I’m a California teacher who thinks phone use in classrooms is a big problem. I’m not convinced a new law will solve it.
- Gov. Gavin Newsom of California recently signed a bill to limit smartphone use in schools.
- Joelle Clark, a California teacher, says policies on phone use can be hard to enforce.
- Clark says students will use their phones if they can, but locking them away could cause safety concerns.
This as-told-to essay is based on a conversation with Joelle Clark, a 28-year-old public-school teacher in California, about the state’s new law requiring schools to develop a policy that limits smartphone usage by July 1, 2026. This essay has been edited for length and clarity. Business Insider verified her identity and employment.
I’ve been a teacher for six years, and I teach special-ed high-school students with mild to moderate learning disabilities.
I recently decided to take up travel teaching. So I moved out to California, and I came into a school where students are constantly on their phones. They tell us it’s teacher discretion, so you go into one class and there’s a rule where you have to put your phone in a sleeve to get your attendance. But then in the next class, there are no rules.
I like to be a good guy in the classroom. I don’t like to be the bad guy. I don’t like to be the one to say, “No, you can’t have your phones,” because, in real life, they do have their phones.
Now that it’s a constant thing, though, kids are cheating and using their phones for so many things that are just not good for learning. They’re also just scrolling on TikTok. I love scrolling, too, so I get it. I go home and spend at least an hour every night scrolling. But waking up and scrolling and doing it every single hour of the day is different.
It’s hard to hold kids to any kind of phone expectations because there are different expectations in every class they go into. Some kids are really great with it, but a lot of them will even take phone calls from their parents and stuff like that.
They’ll be like, “My mom’s calling me.” What am I supposed to do as a teacher if you have your parents calling you?
The new law may change things by forcing schools to adopt one policy instead of leaving it up to the teachers — but I’m not sure it will solve the issue.
Schools may have trouble enacting phone bans
When I first applied for jobs, I found this high school in Chicago where kids had to literally put their phones in lockers before they went through security to get into school. I ended up working there, and my students didn’t have AirPods, Apple Watches, personal iPads, or personal laptops in the classroom. They could only have their school Chromebooks, which blocked what they could go on outside of school stuff.
When kids were bored or done with their assignments, they would interact with each other. Or, they would put their heads down or find a skill, whether that was drawing or journaling.
That’s a way to manage phones, but the new California law includes a provision that says students can’t be prohibited from using their phones in an emergency situation.

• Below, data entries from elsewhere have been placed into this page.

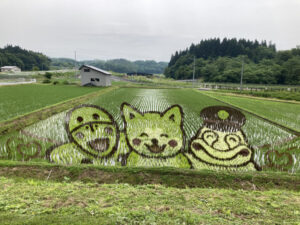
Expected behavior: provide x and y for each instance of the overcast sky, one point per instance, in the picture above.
(142, 29)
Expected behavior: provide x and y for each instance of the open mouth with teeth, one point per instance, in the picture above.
(155, 148)
(99, 144)
(244, 152)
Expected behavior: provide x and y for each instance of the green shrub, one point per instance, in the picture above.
(48, 75)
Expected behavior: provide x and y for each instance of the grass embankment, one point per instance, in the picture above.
(38, 106)
(35, 192)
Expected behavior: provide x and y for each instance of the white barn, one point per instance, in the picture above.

It would be complicated to get phones back to students in those scenarios if a teacher is keeping them behind the desk or if they’re stored in lockers. If we take away that access, I could see parents standing outside the schoolyards when there’s a lockdown.
I saw it happen in Chicago when our students’ phones were in lockers and parents were outside the school because all they wanted was their kids, and we couldn’t get them because we were on lockdown.
I’m not sure the law will change things
I don’t see a way to regulate cellphone use among the whole student body if the phones are on them. If students have access to it, they’re going to use it, whether it’s in secret or out in the open.
Many school districts already have a smartphone rule in place. I feel like every district that teaches kids fully knows this is a problem. Schools don’t just ignore it, they try to enforce it, but just because it’s written in a law doesn’t mean that it’s going to be followed.
That’s kind of what happens with almost everything in school. We have a school-wide policy about what students can and cannot wear to school. I noticed the first two weeks of school that I was enforcing it and then realized that no one else was, so I was like, OK, I’m not going to enforce it either.
I don’t know what the right solution is. Maybe we should be teaching students healthy habits with their phones because that’s what the real world has to do. Maybe we should have a class on phones to teach kids healthy habits and the danger of media.
I have kids who are on their phones almost every day toward the end of the class period because they worked for 30 straight minutes. I strongly believe that if you work for that long, you should get a reward in some way.
In 2024 we’re moving toward a phone generation. We have our phones on us constantly in the workplace — and I think we need to learn to help kids manage their phones.